American basketball player (born 2001)

Tyler Andrew Lundblade (born December 6, 2001) is an American college basketball player for the Tennessee Volunteers of the Southeastern Conference. He previously played for the TCU Horned Frogs and the Belmont Bruins.

== High school career ==
Lundblade's father Kirk played basketball at SMU while his brother Brad played football professionally. The younger Lundblade began his high school career at Grapevine Faith Christian School. He averaged 28.1 points, 8.2 rebounds and 2.9 assists per game as a senior, and was the TAPPS District 1-5A MVP and a 5A All-State recognition. Lundblade did a prep year at Greensboro Day School. He was named to the all-conference team after helping the team to a 24–6 record. Lundblade was a McDonald's All-American nominee and a three-star recruit according to 247Sports and ESPN. He received scholarship offers from Charlotte and FIU, but accepted a preferred walk-on role at SMU for coach Tim Jankovich.

== College career ==
Lundblade walked on to the basketball team at SMU and redshirted his freshman season. He transferred to TCU as a walk-on before earning a scholarship and then losing it due to a hernia injury. Lundblade transferred again to Belmont.

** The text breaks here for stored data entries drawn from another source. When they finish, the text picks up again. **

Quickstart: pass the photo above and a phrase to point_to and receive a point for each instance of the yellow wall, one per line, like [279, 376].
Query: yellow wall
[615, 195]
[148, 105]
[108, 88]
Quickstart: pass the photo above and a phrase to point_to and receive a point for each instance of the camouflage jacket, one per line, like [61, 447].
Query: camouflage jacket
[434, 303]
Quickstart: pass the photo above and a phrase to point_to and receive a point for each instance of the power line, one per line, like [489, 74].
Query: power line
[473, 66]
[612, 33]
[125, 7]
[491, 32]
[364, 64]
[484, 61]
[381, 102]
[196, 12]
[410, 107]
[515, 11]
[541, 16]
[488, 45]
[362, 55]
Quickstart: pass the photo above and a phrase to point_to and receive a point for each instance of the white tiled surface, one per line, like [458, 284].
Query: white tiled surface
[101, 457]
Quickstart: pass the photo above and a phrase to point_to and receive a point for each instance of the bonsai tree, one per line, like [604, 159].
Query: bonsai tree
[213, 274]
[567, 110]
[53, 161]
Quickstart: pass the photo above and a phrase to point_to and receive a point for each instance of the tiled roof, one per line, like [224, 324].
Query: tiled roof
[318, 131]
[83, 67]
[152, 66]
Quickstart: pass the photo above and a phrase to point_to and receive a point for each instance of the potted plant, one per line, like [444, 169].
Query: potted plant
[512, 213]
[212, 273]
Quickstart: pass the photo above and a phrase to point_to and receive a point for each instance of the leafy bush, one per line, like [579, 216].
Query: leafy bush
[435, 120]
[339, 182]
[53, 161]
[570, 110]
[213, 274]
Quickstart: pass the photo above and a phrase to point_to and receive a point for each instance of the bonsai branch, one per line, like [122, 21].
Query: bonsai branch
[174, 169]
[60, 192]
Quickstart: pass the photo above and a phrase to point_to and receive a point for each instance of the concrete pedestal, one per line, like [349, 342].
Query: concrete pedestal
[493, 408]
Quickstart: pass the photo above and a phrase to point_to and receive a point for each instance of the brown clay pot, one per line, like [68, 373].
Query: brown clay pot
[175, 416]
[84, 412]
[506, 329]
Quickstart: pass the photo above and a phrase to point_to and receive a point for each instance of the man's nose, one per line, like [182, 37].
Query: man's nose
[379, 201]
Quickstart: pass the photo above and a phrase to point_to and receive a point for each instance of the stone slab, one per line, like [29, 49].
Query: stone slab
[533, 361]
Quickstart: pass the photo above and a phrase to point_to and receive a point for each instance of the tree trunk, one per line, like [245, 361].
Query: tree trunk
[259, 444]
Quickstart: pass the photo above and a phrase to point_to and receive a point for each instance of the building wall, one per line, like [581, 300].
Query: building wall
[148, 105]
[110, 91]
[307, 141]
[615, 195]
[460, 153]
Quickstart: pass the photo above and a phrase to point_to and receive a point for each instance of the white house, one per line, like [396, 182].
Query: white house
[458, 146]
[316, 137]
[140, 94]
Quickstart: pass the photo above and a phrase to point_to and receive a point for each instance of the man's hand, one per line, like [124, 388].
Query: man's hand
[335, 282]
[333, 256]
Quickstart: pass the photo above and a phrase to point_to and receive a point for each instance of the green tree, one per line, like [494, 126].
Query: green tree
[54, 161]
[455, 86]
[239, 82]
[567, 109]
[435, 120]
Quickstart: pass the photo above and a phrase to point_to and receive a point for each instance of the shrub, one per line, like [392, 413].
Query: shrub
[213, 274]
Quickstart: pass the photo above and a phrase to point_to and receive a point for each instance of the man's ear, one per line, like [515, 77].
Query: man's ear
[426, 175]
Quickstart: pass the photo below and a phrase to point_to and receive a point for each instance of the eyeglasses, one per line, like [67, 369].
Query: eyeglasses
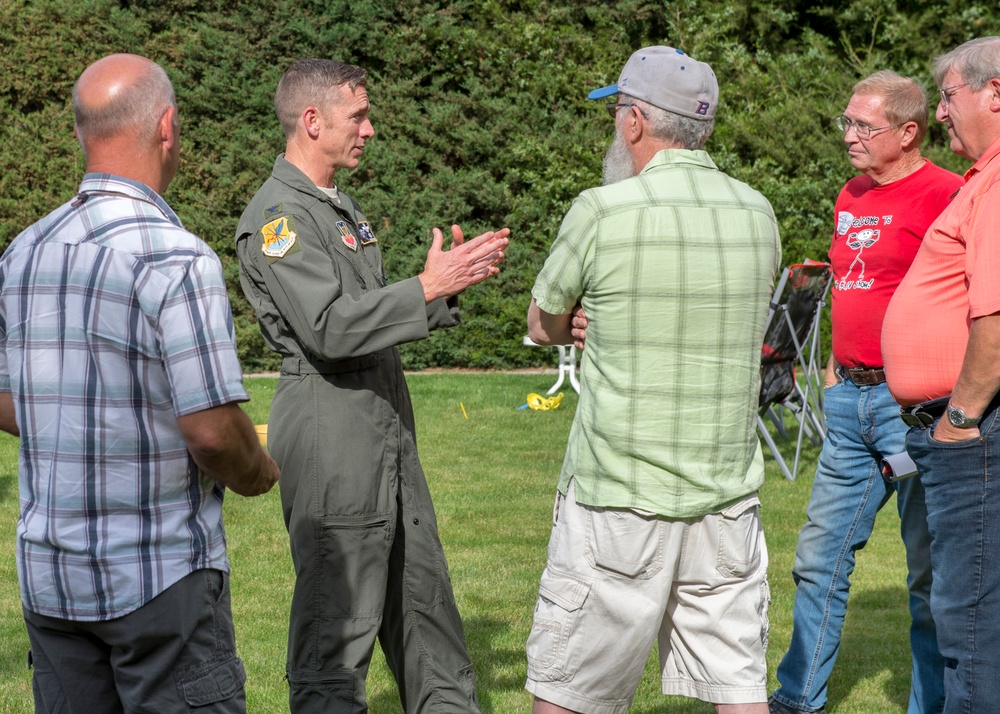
[860, 128]
[945, 97]
[613, 108]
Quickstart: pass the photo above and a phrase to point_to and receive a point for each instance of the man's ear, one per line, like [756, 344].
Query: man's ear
[994, 87]
[167, 129]
[909, 134]
[311, 120]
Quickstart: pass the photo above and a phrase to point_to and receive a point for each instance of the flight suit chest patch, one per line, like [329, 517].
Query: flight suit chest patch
[366, 233]
[278, 238]
[346, 236]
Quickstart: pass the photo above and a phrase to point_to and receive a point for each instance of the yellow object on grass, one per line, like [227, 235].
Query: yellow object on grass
[544, 404]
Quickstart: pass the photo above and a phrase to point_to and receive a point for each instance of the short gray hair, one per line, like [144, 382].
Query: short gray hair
[687, 132]
[903, 100]
[977, 62]
[138, 107]
[312, 82]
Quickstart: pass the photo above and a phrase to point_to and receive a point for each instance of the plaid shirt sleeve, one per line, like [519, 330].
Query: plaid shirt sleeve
[197, 339]
[562, 280]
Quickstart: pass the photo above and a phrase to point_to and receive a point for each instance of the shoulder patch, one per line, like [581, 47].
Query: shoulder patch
[278, 237]
[366, 233]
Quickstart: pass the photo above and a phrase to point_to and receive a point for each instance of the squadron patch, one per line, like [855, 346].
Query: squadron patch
[278, 238]
[365, 233]
[345, 235]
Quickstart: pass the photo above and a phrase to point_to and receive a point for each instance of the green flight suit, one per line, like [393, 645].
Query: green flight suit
[361, 525]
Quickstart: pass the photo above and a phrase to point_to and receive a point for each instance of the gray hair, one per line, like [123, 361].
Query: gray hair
[312, 82]
[137, 107]
[977, 62]
[664, 125]
[903, 100]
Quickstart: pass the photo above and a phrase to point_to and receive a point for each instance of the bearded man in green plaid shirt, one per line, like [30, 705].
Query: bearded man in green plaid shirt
[657, 533]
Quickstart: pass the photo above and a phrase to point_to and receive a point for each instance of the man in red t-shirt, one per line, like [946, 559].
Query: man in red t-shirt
[942, 344]
[880, 218]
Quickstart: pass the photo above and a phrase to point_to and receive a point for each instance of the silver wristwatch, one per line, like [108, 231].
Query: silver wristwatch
[959, 420]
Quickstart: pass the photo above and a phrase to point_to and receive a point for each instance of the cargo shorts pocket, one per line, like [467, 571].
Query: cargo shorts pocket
[214, 683]
[557, 634]
[740, 539]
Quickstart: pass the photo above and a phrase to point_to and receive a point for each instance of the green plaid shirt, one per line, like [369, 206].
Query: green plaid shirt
[674, 268]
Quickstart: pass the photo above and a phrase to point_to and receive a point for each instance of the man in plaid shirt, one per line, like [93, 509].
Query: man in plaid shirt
[118, 371]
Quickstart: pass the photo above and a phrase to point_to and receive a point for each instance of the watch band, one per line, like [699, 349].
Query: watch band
[960, 420]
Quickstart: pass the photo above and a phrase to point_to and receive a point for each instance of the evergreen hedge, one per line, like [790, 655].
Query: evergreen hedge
[480, 114]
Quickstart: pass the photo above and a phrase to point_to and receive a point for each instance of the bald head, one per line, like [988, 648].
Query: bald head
[120, 95]
[126, 120]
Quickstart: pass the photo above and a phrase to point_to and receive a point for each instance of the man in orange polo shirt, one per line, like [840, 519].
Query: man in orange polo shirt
[941, 346]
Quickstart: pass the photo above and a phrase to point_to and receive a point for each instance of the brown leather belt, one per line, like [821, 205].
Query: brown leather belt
[866, 376]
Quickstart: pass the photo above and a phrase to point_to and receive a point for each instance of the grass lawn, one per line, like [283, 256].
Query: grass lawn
[492, 471]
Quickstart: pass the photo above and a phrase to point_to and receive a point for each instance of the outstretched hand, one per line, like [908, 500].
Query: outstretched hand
[449, 272]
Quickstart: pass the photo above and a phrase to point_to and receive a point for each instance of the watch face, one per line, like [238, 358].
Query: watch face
[958, 419]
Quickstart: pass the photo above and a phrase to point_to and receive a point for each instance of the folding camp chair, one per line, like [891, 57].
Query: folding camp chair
[791, 343]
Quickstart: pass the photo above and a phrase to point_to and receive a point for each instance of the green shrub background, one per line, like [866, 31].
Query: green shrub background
[480, 114]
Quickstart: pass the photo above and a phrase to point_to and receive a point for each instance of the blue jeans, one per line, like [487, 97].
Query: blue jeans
[963, 513]
[863, 424]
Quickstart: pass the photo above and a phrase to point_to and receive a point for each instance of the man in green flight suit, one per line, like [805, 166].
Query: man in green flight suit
[363, 536]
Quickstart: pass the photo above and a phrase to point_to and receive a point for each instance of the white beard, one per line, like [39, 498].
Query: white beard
[617, 163]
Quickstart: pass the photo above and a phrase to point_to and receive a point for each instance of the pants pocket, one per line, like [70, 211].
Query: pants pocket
[216, 682]
[321, 692]
[552, 656]
[352, 565]
[624, 542]
[740, 538]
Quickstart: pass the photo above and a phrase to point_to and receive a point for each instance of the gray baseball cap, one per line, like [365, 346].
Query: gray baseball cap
[669, 79]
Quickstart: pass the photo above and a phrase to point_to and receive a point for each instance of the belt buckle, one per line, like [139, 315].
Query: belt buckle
[918, 414]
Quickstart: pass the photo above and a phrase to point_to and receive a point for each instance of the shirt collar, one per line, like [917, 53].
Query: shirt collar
[110, 183]
[679, 157]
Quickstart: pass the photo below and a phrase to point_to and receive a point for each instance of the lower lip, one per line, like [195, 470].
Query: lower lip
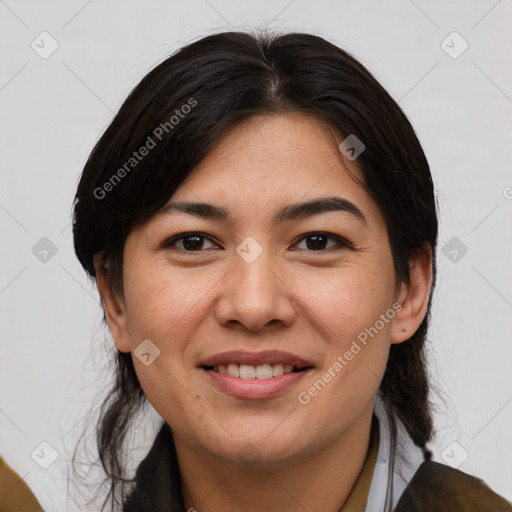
[255, 388]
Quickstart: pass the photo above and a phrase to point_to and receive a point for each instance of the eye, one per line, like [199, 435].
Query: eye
[318, 241]
[189, 242]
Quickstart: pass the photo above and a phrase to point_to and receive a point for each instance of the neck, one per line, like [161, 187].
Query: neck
[319, 481]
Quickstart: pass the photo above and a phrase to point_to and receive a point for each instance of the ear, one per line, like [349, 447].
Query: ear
[115, 309]
[413, 297]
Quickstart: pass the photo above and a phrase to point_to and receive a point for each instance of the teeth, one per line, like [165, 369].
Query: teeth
[247, 371]
[234, 370]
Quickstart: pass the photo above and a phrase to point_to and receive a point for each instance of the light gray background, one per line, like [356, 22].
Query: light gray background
[53, 109]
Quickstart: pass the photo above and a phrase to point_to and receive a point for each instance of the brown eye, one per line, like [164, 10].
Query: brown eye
[319, 241]
[189, 242]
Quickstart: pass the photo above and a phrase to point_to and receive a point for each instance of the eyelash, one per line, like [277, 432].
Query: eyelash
[341, 242]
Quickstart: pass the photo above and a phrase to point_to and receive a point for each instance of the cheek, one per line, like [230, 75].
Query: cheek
[346, 301]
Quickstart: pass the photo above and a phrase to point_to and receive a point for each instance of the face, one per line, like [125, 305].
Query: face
[267, 323]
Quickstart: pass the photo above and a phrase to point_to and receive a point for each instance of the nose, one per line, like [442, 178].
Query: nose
[255, 295]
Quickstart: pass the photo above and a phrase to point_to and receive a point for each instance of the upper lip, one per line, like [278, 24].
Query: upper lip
[255, 358]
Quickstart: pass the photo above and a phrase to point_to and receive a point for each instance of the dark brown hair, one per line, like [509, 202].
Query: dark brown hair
[229, 77]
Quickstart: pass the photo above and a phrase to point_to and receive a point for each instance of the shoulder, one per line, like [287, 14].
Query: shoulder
[436, 487]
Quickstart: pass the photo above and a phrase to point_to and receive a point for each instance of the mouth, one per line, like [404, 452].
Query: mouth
[245, 375]
[262, 371]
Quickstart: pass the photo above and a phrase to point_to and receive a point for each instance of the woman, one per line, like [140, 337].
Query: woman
[260, 221]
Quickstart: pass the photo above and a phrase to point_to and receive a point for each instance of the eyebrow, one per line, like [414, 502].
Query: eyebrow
[287, 213]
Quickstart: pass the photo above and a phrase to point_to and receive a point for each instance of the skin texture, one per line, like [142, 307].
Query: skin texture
[294, 297]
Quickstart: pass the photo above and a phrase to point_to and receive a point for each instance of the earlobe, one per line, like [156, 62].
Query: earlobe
[414, 297]
[115, 310]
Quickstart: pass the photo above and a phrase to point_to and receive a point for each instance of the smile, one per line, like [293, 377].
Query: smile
[247, 371]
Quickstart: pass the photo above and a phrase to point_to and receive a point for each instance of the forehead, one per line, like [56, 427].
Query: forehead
[276, 155]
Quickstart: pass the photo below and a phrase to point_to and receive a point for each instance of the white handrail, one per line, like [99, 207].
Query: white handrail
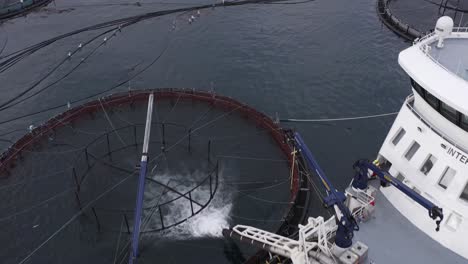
[422, 46]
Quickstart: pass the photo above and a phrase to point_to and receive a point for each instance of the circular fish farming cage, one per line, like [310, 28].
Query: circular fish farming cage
[68, 187]
[416, 18]
[12, 8]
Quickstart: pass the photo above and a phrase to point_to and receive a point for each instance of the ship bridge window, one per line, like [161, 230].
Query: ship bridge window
[448, 112]
[398, 136]
[444, 109]
[447, 177]
[412, 150]
[400, 177]
[418, 88]
[432, 100]
[464, 194]
[464, 122]
[428, 164]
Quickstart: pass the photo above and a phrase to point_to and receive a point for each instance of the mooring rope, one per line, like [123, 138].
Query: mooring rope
[73, 218]
[338, 119]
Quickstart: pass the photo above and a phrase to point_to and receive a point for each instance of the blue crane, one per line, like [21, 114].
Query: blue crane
[346, 222]
[361, 178]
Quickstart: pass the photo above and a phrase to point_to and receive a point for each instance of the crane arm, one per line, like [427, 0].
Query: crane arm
[362, 168]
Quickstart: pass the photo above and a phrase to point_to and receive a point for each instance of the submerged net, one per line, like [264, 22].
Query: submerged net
[68, 187]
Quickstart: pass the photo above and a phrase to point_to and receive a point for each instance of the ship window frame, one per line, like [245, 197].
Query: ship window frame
[418, 88]
[426, 163]
[464, 191]
[398, 136]
[413, 143]
[460, 119]
[444, 174]
[464, 122]
[433, 101]
[449, 112]
[400, 177]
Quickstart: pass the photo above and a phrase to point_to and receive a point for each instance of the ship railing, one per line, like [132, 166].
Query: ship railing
[432, 33]
[425, 48]
[409, 101]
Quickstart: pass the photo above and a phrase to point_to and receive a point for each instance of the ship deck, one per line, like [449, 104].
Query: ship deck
[392, 238]
[453, 56]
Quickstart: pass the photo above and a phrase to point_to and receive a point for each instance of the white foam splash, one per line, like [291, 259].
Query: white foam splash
[208, 223]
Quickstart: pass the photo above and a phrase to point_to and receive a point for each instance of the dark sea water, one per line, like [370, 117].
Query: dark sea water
[321, 59]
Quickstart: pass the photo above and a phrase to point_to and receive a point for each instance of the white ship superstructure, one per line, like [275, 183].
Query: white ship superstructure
[411, 204]
[427, 146]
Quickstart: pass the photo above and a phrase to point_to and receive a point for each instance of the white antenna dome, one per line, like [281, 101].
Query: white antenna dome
[444, 28]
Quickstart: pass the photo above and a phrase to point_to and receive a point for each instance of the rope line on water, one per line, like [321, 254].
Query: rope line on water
[73, 218]
[338, 119]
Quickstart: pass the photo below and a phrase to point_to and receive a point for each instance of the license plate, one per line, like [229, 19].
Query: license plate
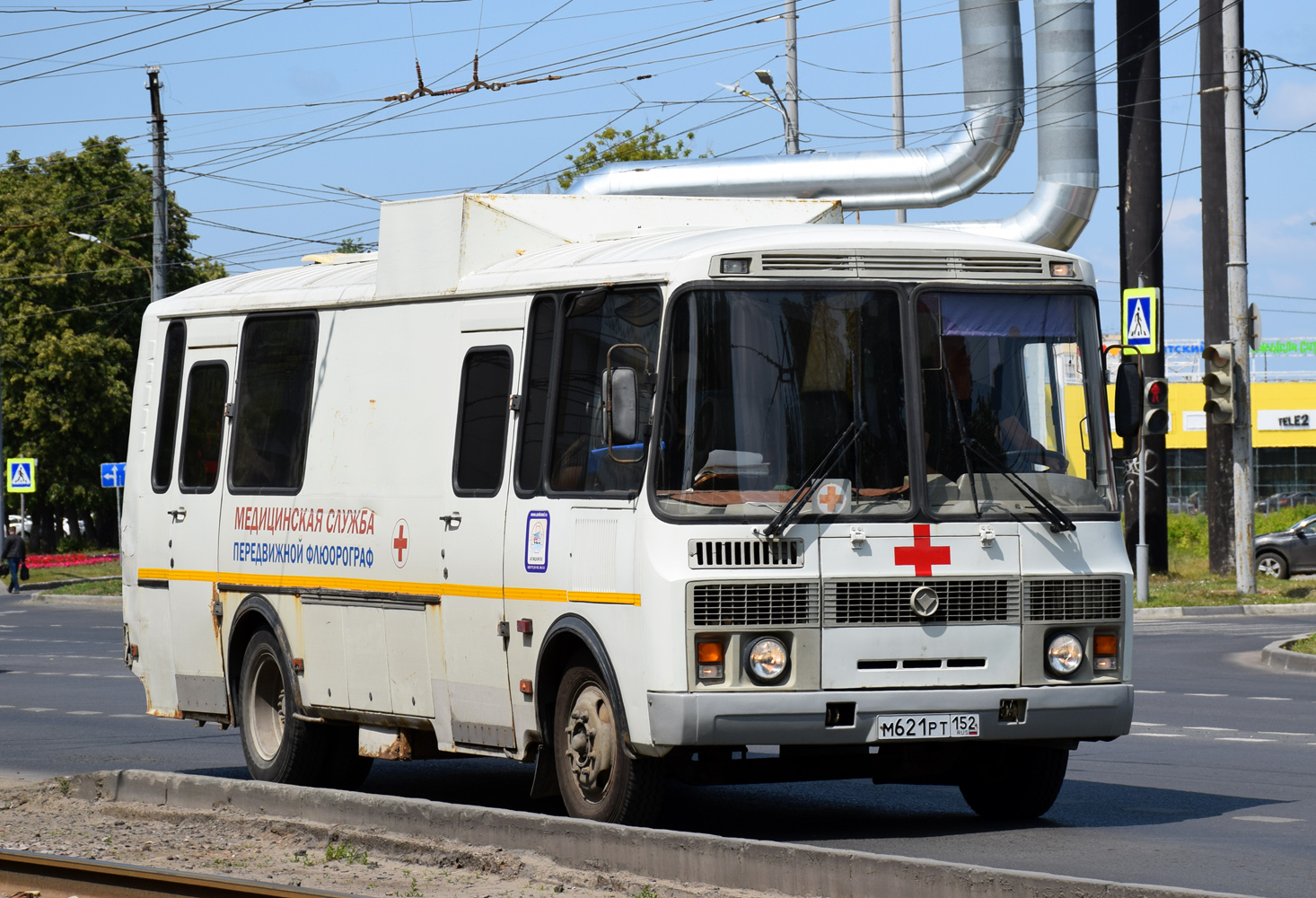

He averaged 12.4 points and 2.0 rebounds per game as a junior and shot an NCAA Division 1-leading 48.1 percent from three-point range. As a senior, Lundblade averaged 15.6 points, 2.7 rebounds and 1.8 assists per game while shooting 40.6 percent from three-point range. Lundblade was named Missouri Valley Conference Player of the Year. He led the Bruins to a 26–6 record and the No. 1 seed in the Missouri Valley Conference. Following the season Lundblade transferred to Tennessee.